2. Radioactive Decay Law and Half-Life Derivation | 放射性衰变定律与半衰期推导

The activity A of a sample is the number of decays per unit time, which is proportional to the number of undecayed nuclei N: A = -dN/dt = λ N, where λ is the decay constant.

样品的活度 A 是单位时间的衰变次数,与未衰变核的数目 N 成正比:A = -dN/dt = λ N,其中 λ 为衰变常量。

Separating variables and integrating from N₀ (at t = 0) to N gives ∫_{N₀}^{N} dN / N = -λ ∫_{0}^{t} dt, leading to ln (N / N₀) = -λ t. Rearranging yields the exponential decay law N = N₀ e^(-λ t).

分离变量并从 N₀(t = 0 时)积分到 N,可得 ∫_{N₀}^{N} dN / N = -λ ∫_{0}^{t} dt,由此得到 ln (N / N₀) = -λ t。整理后即得指数衰变律 N = N₀ e^(-λ t)。
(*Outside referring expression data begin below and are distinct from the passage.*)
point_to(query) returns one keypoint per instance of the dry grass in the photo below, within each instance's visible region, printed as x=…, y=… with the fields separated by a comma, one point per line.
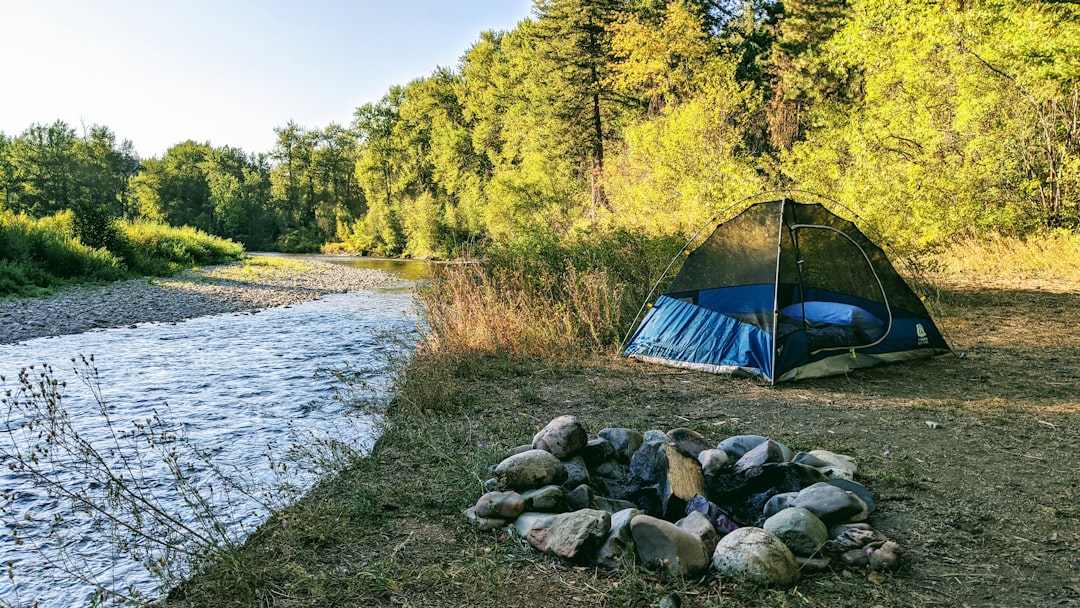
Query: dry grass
x=995, y=259
x=471, y=311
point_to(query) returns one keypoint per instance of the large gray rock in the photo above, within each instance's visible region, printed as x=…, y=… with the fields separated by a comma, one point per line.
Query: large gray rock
x=848, y=537
x=612, y=478
x=526, y=522
x=680, y=484
x=838, y=464
x=625, y=442
x=580, y=497
x=657, y=436
x=530, y=469
x=502, y=504
x=713, y=461
x=577, y=473
x=597, y=451
x=800, y=530
x=619, y=538
x=738, y=445
x=689, y=442
x=756, y=556
x=568, y=535
x=662, y=544
x=551, y=499
x=862, y=491
x=648, y=465
x=611, y=504
x=764, y=453
x=829, y=503
x=698, y=524
x=779, y=502
x=564, y=436
x=485, y=524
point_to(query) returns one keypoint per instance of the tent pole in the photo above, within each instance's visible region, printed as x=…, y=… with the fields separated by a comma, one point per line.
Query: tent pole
x=775, y=293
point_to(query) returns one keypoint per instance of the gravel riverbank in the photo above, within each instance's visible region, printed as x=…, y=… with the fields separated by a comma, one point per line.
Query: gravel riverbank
x=241, y=286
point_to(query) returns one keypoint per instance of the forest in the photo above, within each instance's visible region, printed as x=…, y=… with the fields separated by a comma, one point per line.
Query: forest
x=930, y=120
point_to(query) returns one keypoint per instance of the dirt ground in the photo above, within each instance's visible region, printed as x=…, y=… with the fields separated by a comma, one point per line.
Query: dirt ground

Half-life T₁/₂ is the time when N = N₀ / 2. Substituting gives ½ = e^(-λ T₁/₂); taking natural logarithms produces T₁/₂ = ln 2 / λ. This shows the inverse relation between half-life and decay constant.

半衰期 T₁/₂ 是 N = N₀ / 2 的时刻。代入得 ½ = e^(-λ T₁/₂),取自然对数后得到 T₁/₂ = ln 2 / λ。这表明半衰期与衰变常量成反比。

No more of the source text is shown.